Se in passato una diagnosi oncologica era spesso percepita come inesorabile, oggi la sfida si gioca su più fronti: prevenzione, diagnosi precoce, ricerca scientifica e formazione costante. Il convegno ha evidenziato come la lotta contro il cancro non si basi più esclusivamente sulle terapie, ma soprattutto su stili di vita sani, controlli periodici e attenzione ai segnali del corpo. La diagnosi precoce rappresenta infatti la prima linea di difesa. Grazie ai programmi di screening e a tecnologie sempre più avanzate, molti tumori possono essere individuati nelle fasi iniziali, aumentando in modo significativo le possibilità di cura e migliorando la qualità della vita dei pazienti. Parallelamente, la ricerca continua a offrire nuove opportunità terapeutiche. Farmaci di ultima generazione, immunoterapia e terapie mirate stanno migliorando efficacia e tollerabilità dei trattamenti. Sempre più centrale è il ruolo della medicina personalizzata, che consente di adattare le cure alle caratteristiche biologiche specifiche di ciascun tumore e del singolo paziente.
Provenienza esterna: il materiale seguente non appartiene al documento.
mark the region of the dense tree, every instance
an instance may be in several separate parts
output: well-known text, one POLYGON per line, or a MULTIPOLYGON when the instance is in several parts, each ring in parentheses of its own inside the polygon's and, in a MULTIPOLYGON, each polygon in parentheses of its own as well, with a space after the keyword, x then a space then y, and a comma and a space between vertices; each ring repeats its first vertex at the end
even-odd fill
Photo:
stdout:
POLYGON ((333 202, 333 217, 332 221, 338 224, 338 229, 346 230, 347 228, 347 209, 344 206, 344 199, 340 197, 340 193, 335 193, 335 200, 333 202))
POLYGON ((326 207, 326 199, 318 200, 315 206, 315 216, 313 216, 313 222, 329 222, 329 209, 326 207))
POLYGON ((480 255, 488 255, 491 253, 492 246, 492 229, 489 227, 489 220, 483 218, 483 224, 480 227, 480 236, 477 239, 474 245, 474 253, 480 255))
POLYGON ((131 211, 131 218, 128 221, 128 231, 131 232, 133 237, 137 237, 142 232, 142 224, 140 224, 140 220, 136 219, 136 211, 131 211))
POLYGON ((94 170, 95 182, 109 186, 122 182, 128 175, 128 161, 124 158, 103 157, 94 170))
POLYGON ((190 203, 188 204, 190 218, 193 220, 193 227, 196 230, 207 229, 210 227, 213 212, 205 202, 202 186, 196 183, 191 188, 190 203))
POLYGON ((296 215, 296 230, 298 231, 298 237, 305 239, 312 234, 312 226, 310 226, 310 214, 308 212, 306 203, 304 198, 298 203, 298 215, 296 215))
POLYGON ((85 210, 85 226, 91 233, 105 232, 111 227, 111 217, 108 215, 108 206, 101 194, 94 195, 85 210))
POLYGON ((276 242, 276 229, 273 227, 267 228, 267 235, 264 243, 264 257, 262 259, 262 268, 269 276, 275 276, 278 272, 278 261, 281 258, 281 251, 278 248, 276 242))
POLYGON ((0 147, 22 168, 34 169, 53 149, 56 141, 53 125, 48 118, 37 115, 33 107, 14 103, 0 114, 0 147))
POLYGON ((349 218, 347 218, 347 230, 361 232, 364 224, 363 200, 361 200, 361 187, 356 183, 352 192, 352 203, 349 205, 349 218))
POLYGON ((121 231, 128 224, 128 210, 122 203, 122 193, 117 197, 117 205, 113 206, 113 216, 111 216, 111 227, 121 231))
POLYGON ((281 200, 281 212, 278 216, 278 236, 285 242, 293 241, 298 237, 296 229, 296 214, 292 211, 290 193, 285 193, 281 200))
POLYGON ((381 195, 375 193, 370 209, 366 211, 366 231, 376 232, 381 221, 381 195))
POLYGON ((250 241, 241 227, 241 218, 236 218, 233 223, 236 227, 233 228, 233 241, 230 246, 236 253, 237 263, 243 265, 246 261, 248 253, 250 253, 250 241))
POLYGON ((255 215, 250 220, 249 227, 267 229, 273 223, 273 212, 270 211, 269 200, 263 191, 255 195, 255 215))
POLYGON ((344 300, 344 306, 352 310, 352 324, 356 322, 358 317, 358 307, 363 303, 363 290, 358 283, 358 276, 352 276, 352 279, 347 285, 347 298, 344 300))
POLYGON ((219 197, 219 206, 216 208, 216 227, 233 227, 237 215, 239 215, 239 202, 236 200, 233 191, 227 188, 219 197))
Come sottolineato da Andrea De Monte, prevenzione, diagnosi precoce e progresso scientifico sono oggi le leve fondamentali per guardare al futuro con fiducia, con un obiettivo chiaro: migliorare le cure e la qualità di vita.

Il confronto internazionale ha posto l’attenzione anche sui dati epidemiologici. Secondo l’ultimo report AIOM-AIRTUM, in Italia nell’ultimo anno si sono registrate 53.686 nuove diagnosi di tumore alla mammella e 40.192 alla prostata. I tassi di sopravvivenza complessivi a cinque anni raggiungono rispettivamente l’88% e il 91%, confermando una costante riduzione della mortalità. Il tumore alla mammella resta il più frequente nelle donne a livello mondiale, mentre quello alla prostata rappresenta il quarto tumore più diagnosticato in assoluto. Risultati incoraggianti che, come evidenziato durante il convegno, sono anche frutto della capacità di lavorare in team multidisciplinari, in costante aggiornamento, per integrare al meglio i trattamenti nel percorso di cura personalizzato. Per l’ASST Melegnano Martesana la partecipazione al convegno rappresenta una ulteriore conferma dell’impegno nella presa in carico globale del paziente oncologico. La Direzione Generale ha ribadito l’obiettivo di «prendersi cura della persona per offrire cure sempre più personalizzate ed efficaci», in linea con le più recenti evoluzioni scientifiche e organizzative in ambito oncologico.